I came across a belief that dinosaurs are the content of fossil fuels. I assume this is a primary school issue, connecting dinosaurs and fossils—how we know about the dinosaurs—with the use of fossil as a adjective. What I write here is the content stripped of all the humorous content. Indeed, I was so gobsmacked I didn't even see it as funny until quite some time later and only after I'd seen how much has been written trying to undo the confusion. How do we reach such conclusions? In this case because the single word fossil as noun is connected to the use of the adjective; this is correct. Where the logical failure lies is that we learn(ed) at early school that we know about dinosaurs because of the fossil records but that does not mean that all fossils are of dinosaurs. Powells.com essay. A house assembly topic to have fun with.

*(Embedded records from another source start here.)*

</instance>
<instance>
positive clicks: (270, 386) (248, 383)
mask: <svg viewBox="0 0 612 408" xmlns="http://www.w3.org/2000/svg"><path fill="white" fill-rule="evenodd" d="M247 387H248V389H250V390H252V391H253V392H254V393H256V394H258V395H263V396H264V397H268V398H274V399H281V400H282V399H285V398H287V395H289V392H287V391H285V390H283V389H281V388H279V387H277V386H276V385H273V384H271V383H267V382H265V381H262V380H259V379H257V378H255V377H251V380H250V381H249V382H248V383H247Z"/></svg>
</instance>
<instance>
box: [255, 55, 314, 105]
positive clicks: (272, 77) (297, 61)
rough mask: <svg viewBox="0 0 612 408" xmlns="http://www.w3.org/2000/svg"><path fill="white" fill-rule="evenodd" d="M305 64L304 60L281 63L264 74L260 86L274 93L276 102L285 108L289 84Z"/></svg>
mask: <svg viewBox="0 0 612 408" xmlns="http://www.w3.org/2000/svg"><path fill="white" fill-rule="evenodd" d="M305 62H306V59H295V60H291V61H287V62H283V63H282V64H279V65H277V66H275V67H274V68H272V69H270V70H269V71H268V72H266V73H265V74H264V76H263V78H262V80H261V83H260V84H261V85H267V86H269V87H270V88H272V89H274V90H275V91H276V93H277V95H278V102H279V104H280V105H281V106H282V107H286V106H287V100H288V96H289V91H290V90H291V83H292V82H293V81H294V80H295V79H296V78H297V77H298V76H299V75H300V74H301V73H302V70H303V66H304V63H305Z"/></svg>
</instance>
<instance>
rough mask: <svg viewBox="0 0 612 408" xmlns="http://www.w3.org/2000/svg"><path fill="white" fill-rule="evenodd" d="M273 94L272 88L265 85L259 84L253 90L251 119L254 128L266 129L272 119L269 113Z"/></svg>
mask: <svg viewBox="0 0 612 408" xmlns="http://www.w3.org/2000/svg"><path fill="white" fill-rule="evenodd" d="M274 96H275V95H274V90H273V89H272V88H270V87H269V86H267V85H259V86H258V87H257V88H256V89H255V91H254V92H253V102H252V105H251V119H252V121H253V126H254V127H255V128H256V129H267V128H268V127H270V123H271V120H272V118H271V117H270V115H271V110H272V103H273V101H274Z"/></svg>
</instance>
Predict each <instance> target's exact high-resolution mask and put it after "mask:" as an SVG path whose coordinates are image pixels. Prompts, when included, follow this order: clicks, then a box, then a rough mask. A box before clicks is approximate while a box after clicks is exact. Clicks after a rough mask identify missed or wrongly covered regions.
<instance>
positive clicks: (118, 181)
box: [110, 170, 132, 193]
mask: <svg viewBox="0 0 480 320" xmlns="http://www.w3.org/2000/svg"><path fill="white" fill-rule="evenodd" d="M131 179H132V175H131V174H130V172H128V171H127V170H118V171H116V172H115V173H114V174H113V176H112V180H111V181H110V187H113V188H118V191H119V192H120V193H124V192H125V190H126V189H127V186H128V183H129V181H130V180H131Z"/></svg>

I move from there to wonder what the relative loss of plant life is over animal (and what other life amounts to significant mass). The division of life is itself quite interesting; Plantae, animalia, protista versus regnum lapideum (minerals). Then we separated life so that the previous three were deemed Eukaryota and added at the same level Prokaryota, which is / are bacteria. Where then does one place the fungi? This became a fourth kingdom within the domain of eukaryota. The expansion to six kingdoms came by dividing the prokaryota into bacteria and something older, so we add Eubacteria and Archaebacteria. By 2015 we'd moved the totals up and down again and now the consensus is as shown to the right, taken from wikipedia. The analysis of life under these headings by mass can be found here. Except that this is gigatonnes of carbon. Fair enough, it at least is a measure and it is available.
What is a fossil?
Fossils are formed in different ways, but most are formed when a plant or animal dies in a watery environment and is buried in mud and silt. Soft tissues quickly decompose leaving the hard bones or shells behind. Over time sediment builds over the top and hardens into rock.
The Oxford English Dictionary notes that in the phrase "fossil fuel" the adjective "fossil" means "[o]btained by digging; found buried in the earth", which dates to at least 1652, before the English noun "fossil" came to refer primarily to long-dead organisms in the early 18th century. [wikipedia]
Taking this as the available data, we have 550 GtC on the planet, of which 450 GtC is plants and around 2 GtC is animals, though the authors of that site are keen for us to understand it was probably a lot bigger back in the dinosaurs' day, but they think two times as much rather than my instinctive ten times. Whatever, plants make up something like 80% of all the life and probably did so back in the times of the dinosaurs. Dinosaurs are included in fossil fuels, but far less than a single percent of the whole. Most of fossil fuel comes from the small stuff like plankton. The suspicion is that there is a lot less life in total now than there was, thanks to humans. So when the likes of David Attenborough says we need to grow up and act or lose the lot, that is not merely a soundbite.